Respetemos nuestra esencia. Recordemos nuestra historias y orígenes: el surgimiento del toro bravo en la Península Ibérica no responde a motivaciones azarosas, sino a la necesidad de entrenamiento por parte de la caballería cristiana, en plena Reconquista al musulmán, mientras el resto de Europa utilizaba al ganado con fines agrícolas. Pues, con un poco de conocimiento sobre táctica militar, cualquiera conoce la preponderancia de la caballería en la guerra medieval.
Despojado el moro de sus terrenos, los hijosdalgo continuaron, dale que te pego, con ambiente festivo, en plazas mayores, homenajeando a Sus Majestades y con el peón de brega, o chulo, para el trabajo sucio. Aristócratas y señorones se aburrieron de aquello y, entonces, comenzó el protagonismo del toreo a pie, más emocionante, para mi gusto, y con mayor riesgo. Aun así, los jinetes, en los carteles, eran anunciados con mayor tamaño y, tras los alguacilillos, encabezaban el paseíllo, por delante de matadores.
En el XIX y primer cuarto del XX, hasta la implantación del peto, en 1928, los picadores se mantenían en el albero durante toda la lidia y, para más inri, el gasto en corceles, por parte de la empresa, no era pequeño. Pobres caballos. Despanzurrados a pares, con tripas por medio. Cuenta la leyenda underground que, una señora aristócrata, acompañando al General Miguel Primo de Rivera una tarde en Madrid, viose salpicada por las tripas de un ejemplar y, a raíz de entonces, el dictablando legisló en favor del parapeto.

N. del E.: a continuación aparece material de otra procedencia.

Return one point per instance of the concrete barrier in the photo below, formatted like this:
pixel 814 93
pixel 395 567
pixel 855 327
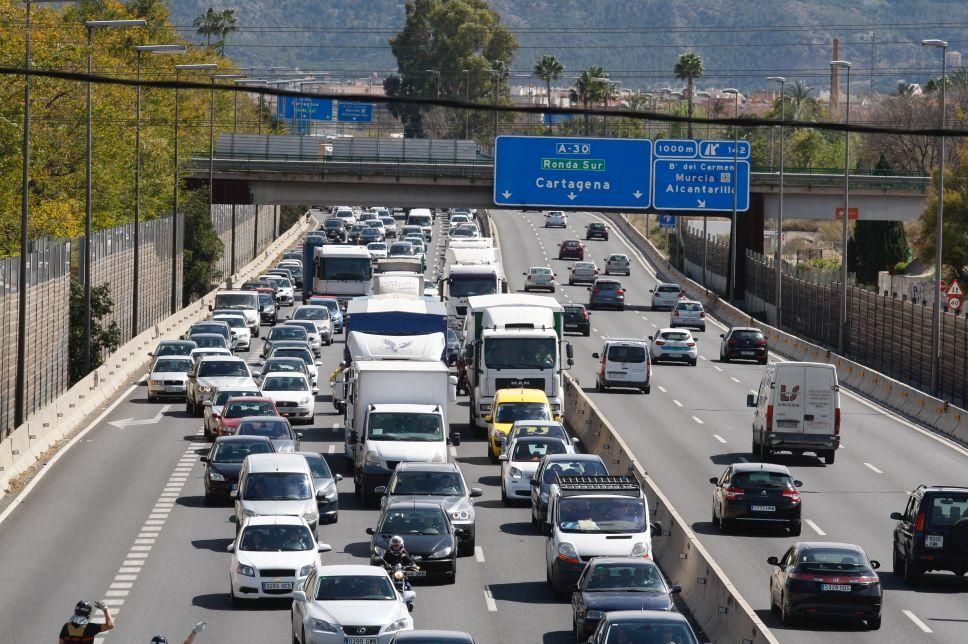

Con todo mi cariño y respeto a nuestros vecinos peninsulares, stop lusificación, en lo referido a muerte del animal. Mantengamos nuestra idiosincrasia. Enseñemos todo nuestro esplendor a la sociedad caduca y no permitamos malearnos ante ella. No reparemos más en la usura y la importancia del dinero por encima de todo, incluso la perversión esencial. Por favor, empresarios. Por favor, ganaderos. Os lo ruego, toreros, creadores, en conjunción con el salvaje, de una bella arte maravillosa y, por incorrecto que suene, propensa a crear toxicómanos de verónicas y trincherazos. Defendamos nuestro patrimonio.